Gün Dayanışma Günüdür, Bütün İmkanları Seferber Edelim
HDP Eş Genel Başkanı Mithat Sancar, Kriz Koordinasyon Merkezimizin toplantısının ardından açıklamalarda bulundu. Sancar, şunları söyledi:
Halkımızın yaşadığı acıyı yüreğimizde hissediyoruz
Ülke tarihinin en ağır deprem felaketiyle karşı karşıyayız. Bugün sabaha karşı meydana gelen deprem çok sayıda ilimizi ve ilçelerini etkilemiş, büyük yıkımlara yol açmıştır. Acımız çok büyük, üzüntümüz çok derin.
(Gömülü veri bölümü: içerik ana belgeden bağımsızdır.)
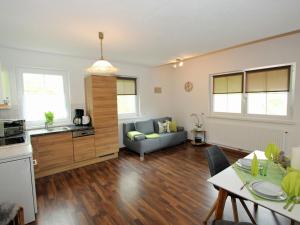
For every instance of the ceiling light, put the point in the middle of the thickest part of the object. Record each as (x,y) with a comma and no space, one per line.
(101,66)
(178,63)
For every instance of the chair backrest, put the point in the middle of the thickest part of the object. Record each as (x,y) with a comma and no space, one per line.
(217,160)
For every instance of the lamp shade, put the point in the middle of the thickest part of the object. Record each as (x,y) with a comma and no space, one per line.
(101,67)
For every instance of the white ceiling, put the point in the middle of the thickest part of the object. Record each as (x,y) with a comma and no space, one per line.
(148,32)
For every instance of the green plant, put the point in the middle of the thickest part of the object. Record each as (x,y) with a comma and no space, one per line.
(49,117)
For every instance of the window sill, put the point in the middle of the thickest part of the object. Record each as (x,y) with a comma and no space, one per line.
(253,119)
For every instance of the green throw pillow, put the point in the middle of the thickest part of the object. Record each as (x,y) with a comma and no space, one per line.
(152,136)
(132,134)
(173,126)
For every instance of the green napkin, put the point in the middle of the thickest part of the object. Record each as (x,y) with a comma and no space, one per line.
(291,184)
(254,166)
(132,134)
(272,152)
(152,136)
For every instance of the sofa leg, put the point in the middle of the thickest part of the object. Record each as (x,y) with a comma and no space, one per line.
(142,156)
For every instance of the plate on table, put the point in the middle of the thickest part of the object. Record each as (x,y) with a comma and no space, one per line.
(245,163)
(267,190)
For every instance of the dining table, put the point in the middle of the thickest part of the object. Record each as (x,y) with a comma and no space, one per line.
(228,181)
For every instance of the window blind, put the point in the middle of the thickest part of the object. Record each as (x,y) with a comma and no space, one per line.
(268,80)
(126,86)
(229,83)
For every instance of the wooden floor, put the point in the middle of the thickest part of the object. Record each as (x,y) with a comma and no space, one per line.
(169,187)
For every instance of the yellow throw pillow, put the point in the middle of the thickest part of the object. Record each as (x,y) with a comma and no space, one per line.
(173,126)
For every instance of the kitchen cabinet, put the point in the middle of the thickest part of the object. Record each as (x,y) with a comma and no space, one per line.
(55,153)
(101,105)
(17,186)
(84,148)
(4,88)
(52,151)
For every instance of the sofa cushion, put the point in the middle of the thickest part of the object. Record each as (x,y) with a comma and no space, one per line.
(163,127)
(155,122)
(145,127)
(132,134)
(140,137)
(173,126)
(171,139)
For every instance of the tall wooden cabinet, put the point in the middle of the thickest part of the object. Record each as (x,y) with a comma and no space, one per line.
(101,105)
Zor bir zamandan geçiyoruz. Halkımızın yaşadığı acıyı yüreğimizde hissediyoruz. Öncelikle hayatını yitirenlere Allah’tan rahmet, yakınlarına başsağlığı diliyoruz. Yaralı insanlarımızın da bir an önce sağlıklarına ve sevdiklerine kavuşmalarını diliyoruz.
Deprem haberini alır almaz seferberlik ilan ettik, merkezi bir koordinasyon oluşturduk
Bugün hepimiz için öncelikli görev, göçük altına kalan insanlarımızı kurtarmaktır. Kamu idaresinin de bu sorumlulukla hareket etmesini bekliyoruz. Bizler deprem haberini alır almaz partimizin bütün organlarıyla seferberlik ilan ettik. Genel Merkezimizde MYK ve PM üyelerimiz, milletvekillerimiz ve danışmanlarımızdan oluşan bir merkezi koordinasyon oluşturduk. Ayrıca yöneticilerimiz ve milletvekillerimiz depremin yaşandığı 10 il ve ilçeye hareket etti. Şu anda Eş Genel Başkanımız Pervin Buldan Diyarbakır’a doğru hareket etmiş bulunuyor. Ben de bir heyetle sabah Adana, Hatay ve Adıyaman’a gitmek için hazırlık yaptım ancak hava koşulları gitmemize imkan tanımadı. Burada kriz koordinasyonu ile birlikte çalışmaları takip ediyoruz.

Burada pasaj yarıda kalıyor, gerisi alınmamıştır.